Highlighting the evening will be Garvey School’s Egun Omode, an African-centered school in Trenton; Baye Kemit is the principal. Directed by Makeda Kemit, this troupe celebrates the traditional cultures of West Africa Mali, Guinea, Senegal, and Nigeria (http://www.thegarveyschool.org/).
“I am so happy to welcome the community to our fourth annual African Soiree,” says Dr. Daniel Shungu, founder and executive director of UFAR. “As we enjoy the dancing and drumming and the delicious African meal, we will enable UFAR to keep an entire village from going blind.”

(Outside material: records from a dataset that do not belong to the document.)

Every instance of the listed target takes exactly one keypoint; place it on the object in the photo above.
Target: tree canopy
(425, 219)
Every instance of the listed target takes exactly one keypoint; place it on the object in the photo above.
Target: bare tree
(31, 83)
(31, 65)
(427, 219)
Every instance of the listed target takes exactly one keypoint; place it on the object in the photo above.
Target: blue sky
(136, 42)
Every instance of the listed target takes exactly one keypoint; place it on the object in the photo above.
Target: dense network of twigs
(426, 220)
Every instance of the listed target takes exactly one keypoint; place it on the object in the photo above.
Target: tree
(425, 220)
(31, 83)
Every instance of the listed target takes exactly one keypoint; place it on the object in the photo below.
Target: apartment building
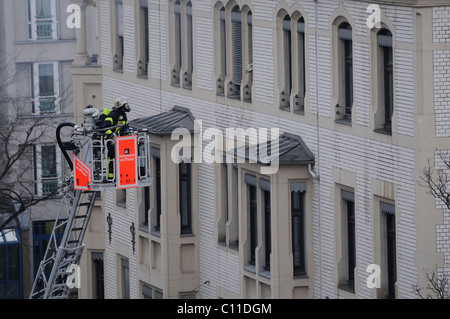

More than one-third of the 60 million people in the Democratic Republic of Congo are at risk for getting riverblindness. Caused by a parasite and transmitted by the black flies that live near the river, the disease takes two lives – the life of the adult who goes blind, and of the sighted child who must leave school to be the caretaker. The medicine is provided free by Merck & Co., but the distribution is a challenge. Using a community-directed approach that involves villagers who are appointed by their village chief, UFAR is able to treat more than one million persons each year.
UFAR is an African-inspired, Lawrenceville-based nonprofit charitable organization that aims, in partnership with other organizations, to eradicate onchocerciasis, a major public health problem in the Kasongo region of the DRC (www.riverblindness.org).